Kara Finnigan joined the Warner School in 2003 and specializes in educational policy. Her courses focus on contemporary issues in educational policy, state and federal policy, sociology of education, and research methods.
Finnigan began her work in education as a substitute teacher in Anchorage, Alaska. She has conducted research and evaluations of K-12 educational policies and programs at the local, state, and federal levels for 20 years through her work at several prominent national research organizations, including the Wisconsin Center for Education Research, SRI International, RPP International, and the George Lucas Educational Foundation.

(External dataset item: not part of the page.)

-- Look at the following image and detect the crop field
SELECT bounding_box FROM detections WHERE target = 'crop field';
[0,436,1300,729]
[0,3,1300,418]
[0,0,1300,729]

She has written extensively on the topics of low-performing schools and accountability policies; school choice, including charter schools and inter-district choice; social networks, trust, and school and district improvement; and principal leadership. Finnigan’s research blends perspectives in education, sociology, and political science; employs both qualitative and quantitative methods, including social network analysis; and focuses on schools serving low-income students and students of color in urban communities. She has published articles in the American Educational Research Journal, Journal of Educational Change, Educational Policy, Educational Administration Quarterly, Journal of School Leadership, Leadership and Policy in Schools, Journal of Educational Administration, Journal of School Choice, Urban Review, and Education Policy Analysis Archives. Her research also has been featured in practitioner-oriented publications, including School Business Affairs and District Administration magazines.
Finnigan’s research focuses on low-performing schools and districts and organizational learning; school improvement under sanction; access, opportunity, and outcomes for students of color participating in inter-district choice; parents’ responses to and involvement in the governance of choice policies; district reform; accountability policies; and the role of districts and states in school improvement.
Finnigan directed the doctoral and master’s programs in educational policy at the Warner School from 2005-13. She serves on the advisory board for the American Journal of Education and recently served as associate editor of the Social and Institutional Analysis section of the American Educational Research Journal.